RMN Manufacture de Sèvres/Stéphane Maréchalle
L’auteur des Dons de Comus concédait qu’il fallait toujours avoir dans ses réserves poivre blanc, poivre noir, clous de girofle, muscade, macis, gingembre, safran, anis, cannelle, baies de genièvre et moutarde. Certes, toutes ces épices avaient commencé à être délaissées à l’aube du XVIIe siècle au profit des herbes aromatiques, l’on n’en conservait pas moins de bonnes pincées dans les cuisines. La Manufacture de Sèvres qui avait préparé une exposition pour la fin du mois de novembre 2020, peut enfin la présenter. Justement, une boîte à épices, attribuée à la Manufacture de Niderviller et datée de 1765 attire l’attention parmi les nombreuses merveilles, sans doute plus étincelantes posées dans les vitrines.
Cette boîte en faïence stannifère à décor de petit feu polychrome, est en forme de navire. Elle dissimule sous ses deux tonneaux en guise de couvercle, placés dans sa coque deux logements destinés aux précieuses baies et noix moulues. Comme le souligne Anaïs Boucher, conservatrice du patrimoine, « cette forme renvoie naturellement à l’important commerce maritime réalisé autour des épices par les Compagnies des Indes à cette époque ». Une boîte à épices quasiment semblable à celle de Sèvres, mais augmentée d’un personnage assis sur la dunette tenant une rame dans ses mains, a été adjugée 1 800 €, à Drouot le 29 janvier dernier par la maison Pescheteau-Badin. Le musée des Beaux-Arts de Lyon, en conserve une autre, avec également un personnage, le couvercle étant composé d’un paquet ficelé et d’un seul tonneau. La figure de proue de ces trois modèles pourrait être une tête de chien de mer.

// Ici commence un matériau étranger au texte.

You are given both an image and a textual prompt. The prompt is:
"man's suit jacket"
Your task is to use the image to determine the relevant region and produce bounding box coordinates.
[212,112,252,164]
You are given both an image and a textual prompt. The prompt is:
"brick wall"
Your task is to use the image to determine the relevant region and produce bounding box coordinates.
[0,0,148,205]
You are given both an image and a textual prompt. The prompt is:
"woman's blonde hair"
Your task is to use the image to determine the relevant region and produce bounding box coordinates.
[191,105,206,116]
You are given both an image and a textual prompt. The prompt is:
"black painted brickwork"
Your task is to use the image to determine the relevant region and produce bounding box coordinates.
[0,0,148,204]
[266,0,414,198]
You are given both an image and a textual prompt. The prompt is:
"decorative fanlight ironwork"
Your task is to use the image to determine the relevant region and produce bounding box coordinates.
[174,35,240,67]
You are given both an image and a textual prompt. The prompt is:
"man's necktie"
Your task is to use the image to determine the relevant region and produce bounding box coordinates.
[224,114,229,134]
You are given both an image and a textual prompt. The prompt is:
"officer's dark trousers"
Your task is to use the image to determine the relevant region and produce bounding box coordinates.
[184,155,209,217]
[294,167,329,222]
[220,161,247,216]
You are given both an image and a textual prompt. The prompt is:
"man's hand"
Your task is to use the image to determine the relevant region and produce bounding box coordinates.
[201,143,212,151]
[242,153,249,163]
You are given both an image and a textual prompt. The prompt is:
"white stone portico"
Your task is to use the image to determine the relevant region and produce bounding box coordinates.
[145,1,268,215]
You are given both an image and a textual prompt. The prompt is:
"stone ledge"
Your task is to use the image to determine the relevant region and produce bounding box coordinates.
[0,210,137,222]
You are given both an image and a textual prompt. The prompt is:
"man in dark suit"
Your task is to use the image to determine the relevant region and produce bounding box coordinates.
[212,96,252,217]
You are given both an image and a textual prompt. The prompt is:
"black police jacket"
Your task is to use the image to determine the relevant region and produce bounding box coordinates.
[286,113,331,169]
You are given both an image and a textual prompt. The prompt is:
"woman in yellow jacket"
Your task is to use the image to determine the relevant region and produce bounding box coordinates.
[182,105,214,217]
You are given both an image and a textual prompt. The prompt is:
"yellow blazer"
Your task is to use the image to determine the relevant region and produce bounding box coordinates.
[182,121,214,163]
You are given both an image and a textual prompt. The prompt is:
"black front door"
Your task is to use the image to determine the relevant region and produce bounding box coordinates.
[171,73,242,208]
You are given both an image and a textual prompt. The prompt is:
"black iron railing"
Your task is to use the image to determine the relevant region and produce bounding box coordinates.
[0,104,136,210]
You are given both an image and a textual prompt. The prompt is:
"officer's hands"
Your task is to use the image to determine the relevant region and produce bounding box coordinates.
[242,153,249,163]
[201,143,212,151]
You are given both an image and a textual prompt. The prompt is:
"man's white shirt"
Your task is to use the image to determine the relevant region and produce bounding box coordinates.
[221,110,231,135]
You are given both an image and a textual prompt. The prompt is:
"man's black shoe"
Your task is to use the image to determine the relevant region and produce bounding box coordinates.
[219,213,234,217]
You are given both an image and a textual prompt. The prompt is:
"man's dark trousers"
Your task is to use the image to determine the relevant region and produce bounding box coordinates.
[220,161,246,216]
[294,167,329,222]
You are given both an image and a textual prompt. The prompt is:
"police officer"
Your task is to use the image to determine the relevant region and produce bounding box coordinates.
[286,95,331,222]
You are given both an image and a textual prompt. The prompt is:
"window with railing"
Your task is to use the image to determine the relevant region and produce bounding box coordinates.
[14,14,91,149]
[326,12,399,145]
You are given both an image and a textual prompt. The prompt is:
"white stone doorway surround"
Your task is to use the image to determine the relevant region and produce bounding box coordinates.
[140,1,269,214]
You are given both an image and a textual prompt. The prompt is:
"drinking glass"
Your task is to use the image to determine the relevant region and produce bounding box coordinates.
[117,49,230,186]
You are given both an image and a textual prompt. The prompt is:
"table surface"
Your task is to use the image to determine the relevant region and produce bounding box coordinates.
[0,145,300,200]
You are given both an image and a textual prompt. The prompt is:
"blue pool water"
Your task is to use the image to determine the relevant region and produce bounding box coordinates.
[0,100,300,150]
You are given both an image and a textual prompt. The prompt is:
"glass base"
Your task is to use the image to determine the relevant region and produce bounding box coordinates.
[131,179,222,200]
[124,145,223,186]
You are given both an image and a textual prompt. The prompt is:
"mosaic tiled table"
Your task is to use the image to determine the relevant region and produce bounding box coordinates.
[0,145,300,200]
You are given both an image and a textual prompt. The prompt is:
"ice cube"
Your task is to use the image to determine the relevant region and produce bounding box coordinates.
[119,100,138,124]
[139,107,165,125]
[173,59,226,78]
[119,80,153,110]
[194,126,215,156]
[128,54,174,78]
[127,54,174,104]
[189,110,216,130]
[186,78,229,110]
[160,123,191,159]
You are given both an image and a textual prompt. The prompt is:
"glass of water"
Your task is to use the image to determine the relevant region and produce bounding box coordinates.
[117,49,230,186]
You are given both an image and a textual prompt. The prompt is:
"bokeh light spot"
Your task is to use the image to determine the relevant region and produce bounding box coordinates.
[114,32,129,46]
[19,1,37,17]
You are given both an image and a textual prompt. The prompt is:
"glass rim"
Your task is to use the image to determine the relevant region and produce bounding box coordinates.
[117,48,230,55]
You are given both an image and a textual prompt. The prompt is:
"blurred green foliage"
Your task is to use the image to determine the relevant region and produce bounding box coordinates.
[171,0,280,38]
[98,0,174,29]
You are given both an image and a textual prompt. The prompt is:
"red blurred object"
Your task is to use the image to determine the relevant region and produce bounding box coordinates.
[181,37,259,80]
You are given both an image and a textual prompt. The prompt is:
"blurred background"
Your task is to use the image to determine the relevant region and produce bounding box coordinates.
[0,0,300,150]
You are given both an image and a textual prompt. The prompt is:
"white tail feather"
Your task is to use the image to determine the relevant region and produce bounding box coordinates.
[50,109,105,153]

La manufacture de Meissen a popularisé de son côté cette forme inspirée par les navires pour des boîtes à épices, mais encore des huiliers-vinaigriers et des saucières à Strasbourg par la manufacture Hannong. Sèvres expose en effet de cette provenance une saucière en forme de barque. Un personnage tient le gouvernail en forme de perroquet, la figure de proue est une tête de lion la gueule grande ouverte. Pour laisser échapper le précieux liquide naturellement. Cette saucière comme les trois autres entrent dans la catégorie des pièces de forme et faisaient partie des nouveaux éléments du service de table apparu au XVIIIe siècle. Outre les nombreuses terrines « classiques » qui font songer aux soupières, nous croisons d’autres formes en trompe l’œil comme des dindons, des faisans et plus classiques des salades, des choux et des hures de sanglier. À l’image d’une faïence de Bach-Luxembourg (fin XVIIIe siècle) adjugée 2 061 €, à Drouot, le 9 octobre 2020 par la maison Thierry de Maigret. La plus belle, la plus étrange à notre sens, est une théière en forme de dragon ailé (Sceaux, vers 1760). Ses naseaux ne crachent pas du feu, mais un thé foncé aux effluves fumés.